Qatari banks are doubling down on improving efficiency levels, for example by raising long-term funding at cheaper rates.A report issued by consultants KPMG found that listed banks in Qatar enjoy some of the lowest cost-to-income ratios in the region, with Qatari institutions making up five of the top six banks in in terms of cost to income, as at end-2017.
According to Bassel Gamal, Group CEO of QIB Group, most banks’ focus in the future will be to “manage the increasing funding cost (following the Fed’s recent interest rate increases), look for efficiencies across the entire organization and make sure to target high quality assets as they keep on growing their portfolios”.
Qatari lenders are increasingly looking beyond their domestic market, with overseas opportunities emerging as means of ensuring continued growth.
For example, Commercial Bank’s growth has been supplemented by its Turkish subsidiary Alternatif Bank’s strong top-line performance in the first half of 2018, which has been revitalised by a recent change in leadership and a rebranding exercise, according to Abraham.
QNB meanwhile aims to strengthen its presence in markets where it has already entered. “We plan to continue to strengthen our contribution from our previous acquisitions in Egypt and Turkey.
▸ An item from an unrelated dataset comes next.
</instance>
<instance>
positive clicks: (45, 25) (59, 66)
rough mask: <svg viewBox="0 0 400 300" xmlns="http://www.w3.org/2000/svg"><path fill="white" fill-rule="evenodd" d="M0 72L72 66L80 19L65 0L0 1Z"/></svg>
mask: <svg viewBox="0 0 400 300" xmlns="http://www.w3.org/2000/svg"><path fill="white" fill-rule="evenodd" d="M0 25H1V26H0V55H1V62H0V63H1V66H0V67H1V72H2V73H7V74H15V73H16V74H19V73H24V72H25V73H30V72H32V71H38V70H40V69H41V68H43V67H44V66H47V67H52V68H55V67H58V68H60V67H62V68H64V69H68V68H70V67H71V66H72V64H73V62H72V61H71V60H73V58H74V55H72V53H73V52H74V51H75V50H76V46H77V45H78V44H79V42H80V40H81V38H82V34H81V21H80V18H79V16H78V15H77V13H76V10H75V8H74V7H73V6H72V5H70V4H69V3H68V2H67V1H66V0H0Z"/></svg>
In both these markets, we see further growth potential along with a pickup in economic growth,” says Al-Kuwari.
QNB is specifically targeting the ASEAN economies – export-oriented economies that exceeded global economic growth in the last two decades. Growth in these markets is expected to continue. “In 2017, we opened our first branch in India,” says Al-Kuwari. “The Indian economy is the seventh largest in the world and one of the fastest growing major economies. It has expanding trade and population ties with Qatar, the Middle East, Africa and Southeast Asia more broadly.”